Upon further reflection, however, the art of the Middle Ages possesses more than I ever wanted to give it credit for revealing. There is something to be said for the passion and love of showing a rudimentary, yet loving, Christ. The Middle Ages produced art that was flat, fairly monotone in color, and completely lacking of dazzling depth or style. Even the composition was a bit stunted. And yes, it’s 2-D, something James Cameron would surely scoff at and mock. Yes, the colors leave something (or everything) to be desired. But in those simplistic drawings and paintings, there is love. There is the pain of a Savior in anguish, compassion of a Lord who loves the unloveable.

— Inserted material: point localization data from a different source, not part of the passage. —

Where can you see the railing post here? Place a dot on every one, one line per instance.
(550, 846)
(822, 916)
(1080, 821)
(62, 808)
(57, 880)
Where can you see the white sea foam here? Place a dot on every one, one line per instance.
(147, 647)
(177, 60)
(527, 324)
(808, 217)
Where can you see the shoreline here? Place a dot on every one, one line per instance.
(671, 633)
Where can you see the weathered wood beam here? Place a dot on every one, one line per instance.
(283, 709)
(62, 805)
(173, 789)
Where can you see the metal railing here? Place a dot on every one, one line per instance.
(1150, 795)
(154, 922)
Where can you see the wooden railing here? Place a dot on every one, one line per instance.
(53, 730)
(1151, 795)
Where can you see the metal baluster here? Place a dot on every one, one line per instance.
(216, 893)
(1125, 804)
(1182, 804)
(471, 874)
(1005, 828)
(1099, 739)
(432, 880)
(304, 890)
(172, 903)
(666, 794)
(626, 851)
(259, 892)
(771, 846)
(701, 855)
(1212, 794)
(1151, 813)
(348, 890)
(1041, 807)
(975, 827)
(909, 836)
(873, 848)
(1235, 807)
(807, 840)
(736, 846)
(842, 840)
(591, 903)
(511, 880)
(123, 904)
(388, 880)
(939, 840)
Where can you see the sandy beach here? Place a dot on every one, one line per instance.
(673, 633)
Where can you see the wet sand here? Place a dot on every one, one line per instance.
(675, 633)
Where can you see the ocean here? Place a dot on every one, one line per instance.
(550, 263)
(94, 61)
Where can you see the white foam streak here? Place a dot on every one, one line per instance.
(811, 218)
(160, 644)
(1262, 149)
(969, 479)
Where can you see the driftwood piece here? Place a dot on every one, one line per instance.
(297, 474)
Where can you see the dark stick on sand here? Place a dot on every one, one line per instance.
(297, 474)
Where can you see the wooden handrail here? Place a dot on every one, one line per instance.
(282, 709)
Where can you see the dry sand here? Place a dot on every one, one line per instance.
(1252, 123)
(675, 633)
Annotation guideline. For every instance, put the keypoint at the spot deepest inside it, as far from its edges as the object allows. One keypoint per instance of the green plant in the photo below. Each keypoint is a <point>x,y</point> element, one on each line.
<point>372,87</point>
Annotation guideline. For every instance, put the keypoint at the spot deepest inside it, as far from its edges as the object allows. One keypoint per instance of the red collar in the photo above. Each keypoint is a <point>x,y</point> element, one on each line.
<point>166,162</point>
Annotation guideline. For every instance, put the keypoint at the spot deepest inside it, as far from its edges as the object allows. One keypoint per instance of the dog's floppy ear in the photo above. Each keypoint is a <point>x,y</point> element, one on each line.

I’m not sure Jesus would be comfortable with his powerful radiance in Raphael’s Ascension or even being the center of attention in The Last Supper.

There’s something to be said about a King who preferred peasants over worldly royalty, who picked poverty over wealth, who chose death over what the world sees as power. I think the various artists of the Middle Ages got that message–Christ was someone who preferred to be in the background, loving, serving, and giving. His message wasn’t contained in the show, the color, or the presentation, but in the emotion and devotion behind the scenes. I think He would have been drawn to the flat, colorless, almost cartoonish pieces of art because they came from the heart.

In the same way, we need to get back to the heart of the matter in our service of God. Whether songs like Heart of Worship or the story of the Pharisees in Luke 11:

“Woe to you Pharisees, because you give God a tenth of your mint, rue and all other kinds of garden herbs, but you neglect justice and the love of God. You should have practiced the latter without leaving the former undone.

“Woe to you Pharisees, because you love the most important seats in the synagogues and greetings in the marketplaces.

Jesus is calling the Pharisees out because they care more about the show than the action; more about appearances than the heart. We have that problem today, the same problem I suffer in Art History: we care more about the outside than the inside, more about the pretty colors than the meaning. Jesus rages against that machine more than once, but its a message we let slip through our fingers all the time.

So here’s to a flat, bland, disproportionate Savior, willing to do the dirty work and die so that I might live a deep, colorful, full life in His service. Amen!

“I hate, I despise your religious feasts;
I cannot stand your assemblies.

Even though you bring me burnt offerings and grain offerings,
I will not accept them.
Though you bring choice fellowship offerings,
I will have no regard for them.

Away with the noise of your songs!
I will not listen to the music of your harps.